An Empirical Study on Data Leakage and Generalizability of Link Prediction Models for Issues and Commits

To enhance documentation and maintenance practices, developers conventionally establish links between related software artifacts manually. Empirical research has revealed that developers frequently overlook this practice, resulting in significant information loss. To address this issue, automatic link recovery techniques have been proposed. However, these approaches primarily focused on improving prediction accuracy on randomly-split datasets, with limited attention given to the impact of data leakage and the generalizability of the predictive models. LinkFormer seeks to address these limitations. Our approach not only preserves and improves the accuracy of existing predictions but also enhances their alignment with real-world settings and their generalizability. First, to better utilize contextual information for prediction, we employ the Transformer architecture and fine-tune multiple pre-trained models on both textual and metadata information of issues and commits. Next, to gauge the effect of time on model performance, we employ two splitting policies during both the training and testing phases; randomly- and temporally-split datasets. Finally, in pursuit of a generic model that can demonstrate high performance across a range of projects, we undertake additional fine-tuning of LinkFormer within two distinct transfer-learning settings. Our findings support that to simulate real-world scenarios effectively, researchers must maintain the temporal flow of data when training models. Furthermore, the results demonstrate that LinkFormer outperforms existing methodologies by a significant margin, achieving a 48% improvement in F1-measure within a project-based setting. Finally, the performance of LinkFormer in the cross-project setting is comparable to its average performance within the project-based scenario.

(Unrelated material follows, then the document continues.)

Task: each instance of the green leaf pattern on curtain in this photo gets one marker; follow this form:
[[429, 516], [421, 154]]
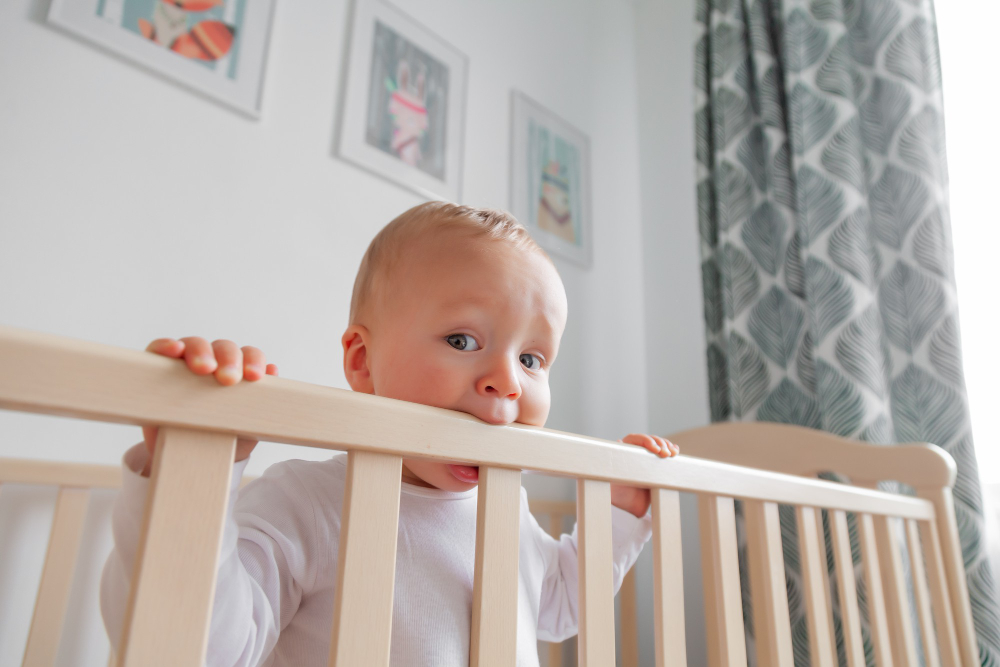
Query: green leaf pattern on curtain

翻译：为提升文档编制和项目维护实践，开发者通常手动建立相关软件工件之间的链接。实证研究表明，开发者常会忽略这一实践，导致大量信息丢失。为应对此问题，研究者提出了自动链接恢复技术。然而，现有方法主要侧重于提升随机划分数据集上的预测精度，而对数据泄露的影响及预测模型的泛化性关注有限。LinkFormer旨在弥补这些不足。我们的方法不仅保持并提升了现有预测的准确性，还增强了其与现实场景的契合度及泛化能力。首先，为更有效地利用上下文信息进行预测，我们采用Transformer架构，并对问题和提交的文本及元数据信息微调多个预训练模型。其次，为评估时间因素对模型性能的影响，我们在训练和测试阶段采用两种划分策略：随机划分数据集与时间划分数据集。最后，为探索能跨项目展示高性能的通用模型，我们在两种不同的迁移学习设置下对LinkFormer进行额外微调。研究结果表明，为有效模拟现实场景，研究者需在训练模型时保持数据的时间流。此外，实验结果证明LinkFormer在项目内设置下的F1值显著超越现有方法，提升了48%。在跨项目设置下，LinkFormer的性能与其在项目内场景中的平均性能相当。